Chega com o epíteto de caricaturista, já que
essa era a designação comum para os desenhadores de imprensa, e continuará a
realizar, de vez em quando, caricaturas pessoais e ilustrações humorísticas,
mas a sua principal valia é que Correia Dias não era apenas um esteta, mas
também um técnico que dominava as múltiplas técnicas artesanais e mecânicas. Já
em Portugal, sendo responsável como Director Artístico de periódicos, era
também responsável pela paginação, ilustração, diafragmação e montagem, ou seja,
o homem dos sete ofícios que resolvia todos os problemas. No Brasil, apesar de
não ter de assumir todas aquelas funções, ao ser convidado para director
artístico de Gráficas e de periódicos, desenvolveu novas técnicas, novas linhas
de desenvolvimento do design gráfico carioca. A sua aposta, prazer, dedicação, foi essencialmente no
desenho gráfico das revistas, dos livros, das páginas como capista, paginador,
ilustrador de poemas / crónicas / contos… ex-librista, publicitário…
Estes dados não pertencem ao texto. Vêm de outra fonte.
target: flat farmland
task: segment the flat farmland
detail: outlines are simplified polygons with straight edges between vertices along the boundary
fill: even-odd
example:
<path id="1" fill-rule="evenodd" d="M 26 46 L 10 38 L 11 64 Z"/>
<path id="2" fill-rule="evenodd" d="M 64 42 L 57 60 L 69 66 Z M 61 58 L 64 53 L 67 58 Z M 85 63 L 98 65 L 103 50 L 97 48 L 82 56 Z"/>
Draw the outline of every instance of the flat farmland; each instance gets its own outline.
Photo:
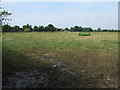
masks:
<path id="1" fill-rule="evenodd" d="M 23 88 L 117 88 L 118 32 L 91 32 L 91 36 L 78 34 L 3 33 L 3 86 L 23 87 L 17 81 L 15 84 L 15 81 L 9 81 L 10 76 L 17 78 L 16 73 L 20 73 L 21 79 L 25 79 L 28 73 L 33 75 L 32 71 L 37 70 L 41 73 L 39 76 L 46 75 L 46 83 L 39 82 L 34 86 L 36 83 L 30 81 L 33 86 L 25 84 Z M 23 72 L 26 76 L 21 74 Z"/>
revolucionando estas artes no universo carioca. Dispersou o seu talento por
dezenas de títulos, nomeadamente: Fon-Fon / Revista da Semana / O País /
Selecta / Front / Rio / Revista Nacional / Boa Nova / D. Quixote / Apolo / A Época / A Manhã / Brazilian American / Ilustração Brasileira / O Globo / O Jornal / O Radical / O
Malho / A Rajada / Arvore Nova / Terra de Sol / Ilustração Musical / O
Cruzeiro / Festa / A Nação / Diário de Notícias…
Ele viveu toda a sua vida
preferencialmente nos meios literários e a poesia será sempre a linha
filosófica, o traço orientador da sua vida e da sua criatividade. Esse risco
literário-grafico foi desenvolvido como uma construção lírica e cenográfica da
página. Não é um estilo fechado à volta da sua assinatura, nem uma corrente
estética uniformizada por modismos, mas sim uma explosão da versatilidade
criativa, da genialidade polifacética do artista que, em vez de impor
ditatorialmente uma estética pessoal, adapta-se em cada criação a cada obra,
dialogando, comungando com o escritor a sua veia estilística, respeitando cada
conteúdo numa interpretação lírica objectiva, com cenografias que tanto podem
viajar até à iluminura mediavelista, como nos transportar ao fantástico
arabesco, do exotismo do extremo-oriente ao naturalismo puro, do barroco ao
sintético, do modernismo ao deco… com a sombra do simbolismo sempre presente.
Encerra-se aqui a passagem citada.